Batya Swift Yasgur, MA, LSW
December 08, 2020
Individuals experiencing a current episode of major depressive disorder (MDD) are significantly more likely to have insulin resistance (IR), new research shows.
Investigators found patients with MDD were 51% more likely to have IR compared with their counterparts without the depressive disorder. In addition, in individuals experiencing current depression, IR was also associated with depression severity and depression chronicity.
"We learned two things from this study -- first, that insulin resistance was associated with being in a depressive episode and with the severity of that episode," Kathleen Watson, PhD, a postdoctoral research fellow in the department of psychiatry, Stanford University, California, told Medscape Medical News. "Second, we learned that we can estimate insulin resistance using a surrogate measure that is clinically accessible -- the triglyceride/HDL ratio."

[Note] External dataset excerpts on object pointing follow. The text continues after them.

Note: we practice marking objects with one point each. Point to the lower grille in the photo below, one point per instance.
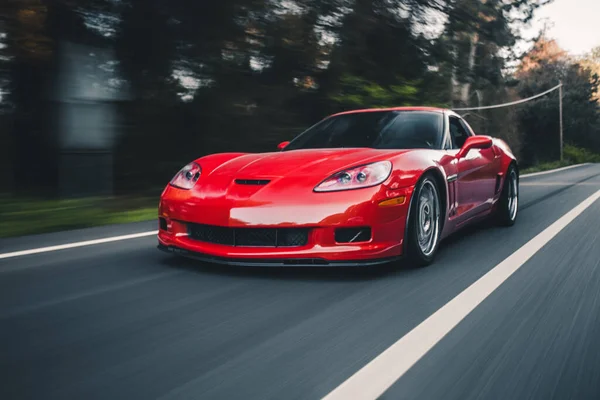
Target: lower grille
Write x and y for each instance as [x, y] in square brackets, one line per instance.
[250, 237]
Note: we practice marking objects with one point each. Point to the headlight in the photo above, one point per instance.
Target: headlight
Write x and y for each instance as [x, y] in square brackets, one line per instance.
[187, 177]
[357, 177]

The study was published online December 2 in JAMA Psychiatry.
Many studies have linked MDD and IR. However, said Watson, "We did not have much description of the nature of this relationship." She added that her team wanted to gain a better understanding of how IR relates to depression characteristics, such as remission status, severity, and chronicity.
Characterizing these associations will "represent a critical step at better phenotyping, a prelude to longitudinal studies, and a more targeted approach to the treatment of MDD," the authors note.

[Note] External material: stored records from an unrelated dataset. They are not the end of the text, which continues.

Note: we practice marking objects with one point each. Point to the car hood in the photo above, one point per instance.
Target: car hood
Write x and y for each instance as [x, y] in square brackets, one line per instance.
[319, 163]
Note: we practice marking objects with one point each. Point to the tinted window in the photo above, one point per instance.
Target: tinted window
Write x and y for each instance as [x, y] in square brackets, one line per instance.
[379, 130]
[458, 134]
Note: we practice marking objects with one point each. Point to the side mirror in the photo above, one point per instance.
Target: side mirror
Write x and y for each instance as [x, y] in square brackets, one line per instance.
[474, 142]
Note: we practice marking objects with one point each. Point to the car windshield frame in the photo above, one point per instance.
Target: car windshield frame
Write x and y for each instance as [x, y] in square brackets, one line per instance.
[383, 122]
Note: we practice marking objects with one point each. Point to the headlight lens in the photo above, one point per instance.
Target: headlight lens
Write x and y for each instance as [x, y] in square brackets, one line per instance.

For the study, the researchers drew on data from the Netherlands Study of Depression and Anxiety, a longitudinal Dutch study of adults that "describes the course and consequences of depressive and anxiety disorders."

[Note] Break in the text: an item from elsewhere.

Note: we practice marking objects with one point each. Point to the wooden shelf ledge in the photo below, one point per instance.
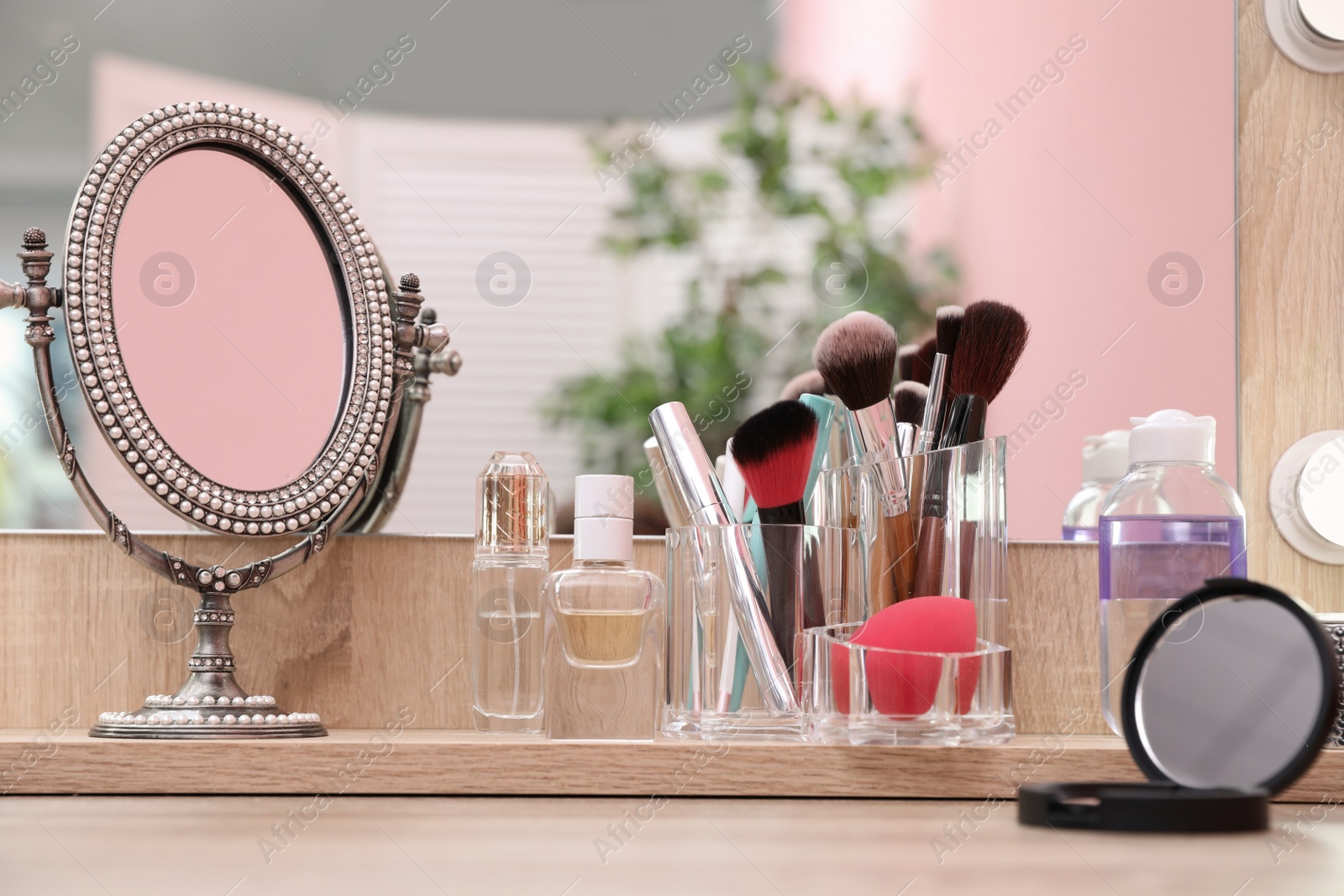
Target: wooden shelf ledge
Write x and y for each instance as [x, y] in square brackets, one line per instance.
[464, 762]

The study included 1269 study participants with current MDD (n = 536), remitted MDD (n = 394), and control participants without a history of MDD (n = 339).
In addition to investigating the association between MDD and IR, the researchers also wanted to understand "whether using different surrogate IR measures has consistent association with MDD."
IR was determined using two surrogate markers -- the quantitative insulin sensitivity check index (QUICKI) and the triglyceride to high-density lipoprotein (HDL) ratio.
Participants in the bottom quartile of the QUICKI were categorized as IR, while all other participants were categorized as being "insulin sensitive."
The second surrogate IR measure -- the triglyceride-HDL ratio -- is an index based on fasting blood sample measurements, in which the determination of IR was based on sex-specific cut points (female ratio: IR > 1.9; male ratio: IR > 2.8).
Depression was determined based on the Composite International Diagnostic Interview (version 2.1), while depression severity was based on the Inventory of Depression Symptomatology. "Chronicity" was defined as depression during the preceding 4 years and was measured using the life chart review.
State vs Trait
Insulin resistance was associated with current, but not with remitted, MDD (OR, 1.51 [95% CI, 1.08 - 2.12]; and OR, 1.14 [95% CI, 0.79 - 1.64], respectively).
In a model adjusted for age, sex, education, partner status, smoking status, and alcohol consumption, IR, as assessed by both measures, was linked to depression severity -- but only the triglyceride-HDL ratio yielded an association between IR and depression chronicity.
IR was not associated with depression severity or chronicity in remitted MDD on either measure.
The findings -- specifically the association between current, but not remitted, MDD -- suggest that "IR is a state, rather than a trait, biomarker of depression," the authors note.
"There are many plausible mechanisms between IR and MDD," said Watson. "Some hypotheses for the link include inflammations, alterations to the hypothalamic-pituitary-adrenal axis, and changes in health behavior.
"Understanding these nuances helped us to lay the foundation for future research, including asking whether IR can lead to the development of MDD," she added.
Finally, Watson noted that her team is collaborating with neuroscientists to better identify the brain mechanisms at the genetic, molecular, and cellular level that link IR and MDD and how to target them with potential treatments or interventions.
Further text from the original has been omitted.